It is located approximately 11 kilometers southeast of downtown Baghdad. The airbase is served by an 8,300 foot long runway. According to the Gulf War Air Power Survey, there were 10 hardened aircraft shelters at Rasheed of 1991.
109 Squadron which flies the Sukhoi Su-25 is based there.
Al Rasheed Air Base was originally a British Military base and airfield developed after the First World War and from 1922 became the main base for the British Royal Air Force (RAF) and called RAF Hinaidi. When the RAF built their new base at RAF Dhibban (renamed RAF Habbaniya on 1 May 1938), the RAF began, in 1936, to leave RAF Hinaidi Cantonment and when the move was complete in 1938 it was handed over to the Royal Iraqi Air Force.

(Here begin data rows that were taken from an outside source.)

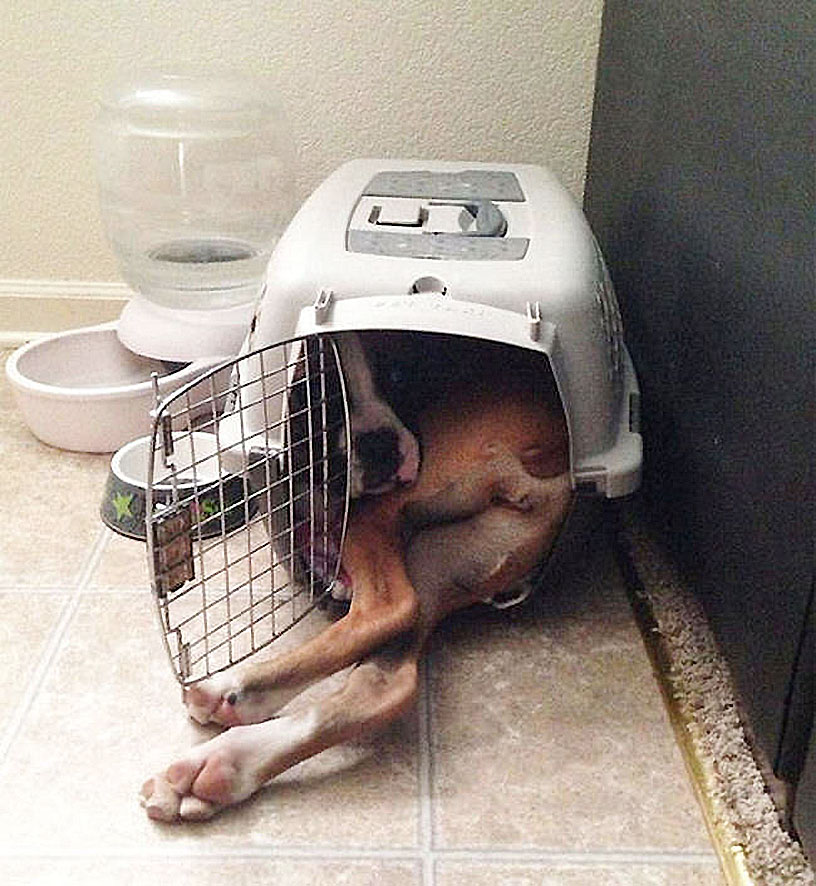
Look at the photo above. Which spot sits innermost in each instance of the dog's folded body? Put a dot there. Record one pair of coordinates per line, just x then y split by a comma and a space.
483, 510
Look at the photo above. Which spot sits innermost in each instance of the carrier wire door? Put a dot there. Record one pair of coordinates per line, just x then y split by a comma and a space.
247, 500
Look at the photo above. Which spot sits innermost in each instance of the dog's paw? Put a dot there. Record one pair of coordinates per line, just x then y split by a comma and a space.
214, 775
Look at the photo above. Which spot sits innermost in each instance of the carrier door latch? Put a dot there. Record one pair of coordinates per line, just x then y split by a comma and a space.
172, 550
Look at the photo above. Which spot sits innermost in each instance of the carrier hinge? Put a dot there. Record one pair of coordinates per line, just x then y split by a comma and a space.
322, 305
534, 319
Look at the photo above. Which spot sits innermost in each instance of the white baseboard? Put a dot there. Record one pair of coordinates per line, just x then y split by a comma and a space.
31, 308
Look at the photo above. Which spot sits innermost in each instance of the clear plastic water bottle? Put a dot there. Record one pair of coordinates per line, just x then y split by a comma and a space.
196, 184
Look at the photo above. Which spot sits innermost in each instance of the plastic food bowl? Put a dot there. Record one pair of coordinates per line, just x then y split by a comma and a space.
83, 390
216, 474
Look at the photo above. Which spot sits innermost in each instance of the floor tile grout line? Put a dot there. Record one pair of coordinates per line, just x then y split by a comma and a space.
425, 753
49, 653
591, 858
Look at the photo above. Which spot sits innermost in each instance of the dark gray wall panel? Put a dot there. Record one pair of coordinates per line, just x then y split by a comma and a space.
700, 189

The airbase was bombed in Operation Kaman 99 on the second day of the Iran–Iraq War of the 1980s, just after the Iraqi invasion of Iran, and was not operable for 69 days, according to Iranian reports.
The Iraqi Military Intelligence Military Brigade stationed there included a rapid intervention battalion to respond to security threats in the Baghdad region. By early 1998 the 6th Special Republican Guard Battalion, stationed at al-Rashid barracks, was charged with responsibility to seal off the Shi'i "Saddam City" quarter and bombard it indiscriminately in case of mass revolt, as the Guard did in Najaf and Karbala in 1991.